Post and Telegraph guard at Cable Bay

Soliders of the South Island Battalion, Post and Telegraph Corps, guard the telegraph station at Cable Bay, near Nelson, in August 1914. Part of the Territorial Force, the corps was divided into two battalions, one for each island. Almost all its personnel were staff of the Post and Telegraph Department.

Cable Bay had been so named since 1876, when the Eastern Extension Company’s submarine telegraph link to La Perouse (Sydney) had come ashore at Wakapuaka, 24 km north-east of Nelson. Rival cable companies had subsequently lessened New Zealand’s reliance on Eastern Extension for near-instantaneous communication with the outside world – a revolutionary development in the late 19th century.

A night-time fire at Cable Bay in June 1914 destroyed two of the three operating instruments and the building in which they were housed despite brave efforts by the staff. Following the outbreak of war in August rumours spread that the fire had been sabotage. A naturalised German man living in Wellington but until recently employed at Cable Bay was found to have a wireless set capable of monitoring local radio signals and communicating with enemy warships. Most likely, however, the fire was ignited by heat from the carbide lamp of a bicycle that had been left propped against the wooden building earlier in the evening.

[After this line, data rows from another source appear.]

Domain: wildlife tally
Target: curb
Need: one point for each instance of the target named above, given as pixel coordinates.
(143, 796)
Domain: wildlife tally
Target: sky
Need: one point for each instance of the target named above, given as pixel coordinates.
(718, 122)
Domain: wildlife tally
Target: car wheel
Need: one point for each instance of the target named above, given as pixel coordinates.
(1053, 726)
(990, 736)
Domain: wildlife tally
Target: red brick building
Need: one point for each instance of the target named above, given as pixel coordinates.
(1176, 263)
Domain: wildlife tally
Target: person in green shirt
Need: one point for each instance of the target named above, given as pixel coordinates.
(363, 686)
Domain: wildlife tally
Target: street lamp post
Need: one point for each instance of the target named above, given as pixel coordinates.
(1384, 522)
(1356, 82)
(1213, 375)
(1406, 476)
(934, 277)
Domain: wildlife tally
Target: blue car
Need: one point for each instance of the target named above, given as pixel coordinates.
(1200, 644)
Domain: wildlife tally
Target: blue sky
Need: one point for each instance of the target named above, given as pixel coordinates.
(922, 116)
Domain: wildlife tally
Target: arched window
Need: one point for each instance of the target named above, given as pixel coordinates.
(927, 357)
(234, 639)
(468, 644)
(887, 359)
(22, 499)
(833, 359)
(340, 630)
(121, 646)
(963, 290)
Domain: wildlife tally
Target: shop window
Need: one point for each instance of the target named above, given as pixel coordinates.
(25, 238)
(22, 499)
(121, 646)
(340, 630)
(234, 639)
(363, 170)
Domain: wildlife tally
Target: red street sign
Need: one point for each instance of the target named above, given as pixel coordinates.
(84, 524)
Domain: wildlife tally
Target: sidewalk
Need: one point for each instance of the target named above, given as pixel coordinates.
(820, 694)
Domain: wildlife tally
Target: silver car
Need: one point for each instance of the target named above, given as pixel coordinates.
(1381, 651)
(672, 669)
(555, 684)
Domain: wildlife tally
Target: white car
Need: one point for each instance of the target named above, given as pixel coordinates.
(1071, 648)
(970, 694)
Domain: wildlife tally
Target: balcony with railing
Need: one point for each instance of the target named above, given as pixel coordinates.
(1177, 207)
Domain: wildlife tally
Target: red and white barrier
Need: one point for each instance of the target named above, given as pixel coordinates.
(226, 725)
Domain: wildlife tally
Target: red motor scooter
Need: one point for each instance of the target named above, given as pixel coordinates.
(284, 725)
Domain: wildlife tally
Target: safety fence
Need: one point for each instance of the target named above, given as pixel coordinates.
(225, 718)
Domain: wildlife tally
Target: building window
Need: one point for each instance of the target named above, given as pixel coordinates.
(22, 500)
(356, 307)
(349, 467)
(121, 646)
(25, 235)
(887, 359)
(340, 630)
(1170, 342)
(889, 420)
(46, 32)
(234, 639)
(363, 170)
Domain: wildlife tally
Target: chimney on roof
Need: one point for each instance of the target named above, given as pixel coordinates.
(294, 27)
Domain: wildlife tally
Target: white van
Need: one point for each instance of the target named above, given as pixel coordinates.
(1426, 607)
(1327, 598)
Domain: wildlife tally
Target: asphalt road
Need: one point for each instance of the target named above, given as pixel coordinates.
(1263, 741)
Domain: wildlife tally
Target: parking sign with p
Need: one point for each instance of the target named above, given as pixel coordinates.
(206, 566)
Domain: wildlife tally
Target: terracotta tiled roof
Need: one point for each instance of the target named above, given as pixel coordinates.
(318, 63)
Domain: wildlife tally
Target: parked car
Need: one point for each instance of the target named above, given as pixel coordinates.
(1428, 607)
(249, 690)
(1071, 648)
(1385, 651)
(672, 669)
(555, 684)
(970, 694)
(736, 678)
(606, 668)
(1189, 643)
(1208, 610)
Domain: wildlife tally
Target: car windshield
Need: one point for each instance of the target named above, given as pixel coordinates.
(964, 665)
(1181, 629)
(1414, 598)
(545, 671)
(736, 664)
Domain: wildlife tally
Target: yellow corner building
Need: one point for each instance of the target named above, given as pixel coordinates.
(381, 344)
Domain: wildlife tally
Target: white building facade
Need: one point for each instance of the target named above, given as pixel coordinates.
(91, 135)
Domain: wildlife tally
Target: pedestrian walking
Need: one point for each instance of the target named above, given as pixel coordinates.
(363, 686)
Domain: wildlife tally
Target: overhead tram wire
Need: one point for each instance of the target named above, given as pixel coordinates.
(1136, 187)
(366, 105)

Replacement equipment was delivered with impressive speed and installed quickly by Eastern Company and Post and Telegraph staff. Direct communication with Sydney was restored within a few hours. When the war began, the authorities took no chances of further disruption to telegraphic communication, accidental or otherwise. Detachments of the Post and Telegraph Corps (part-time soldiers who were staff members of the Post and Telegraph Department) were sent to guard cable landing-places and wireless stations around the country, including Wakapuaka.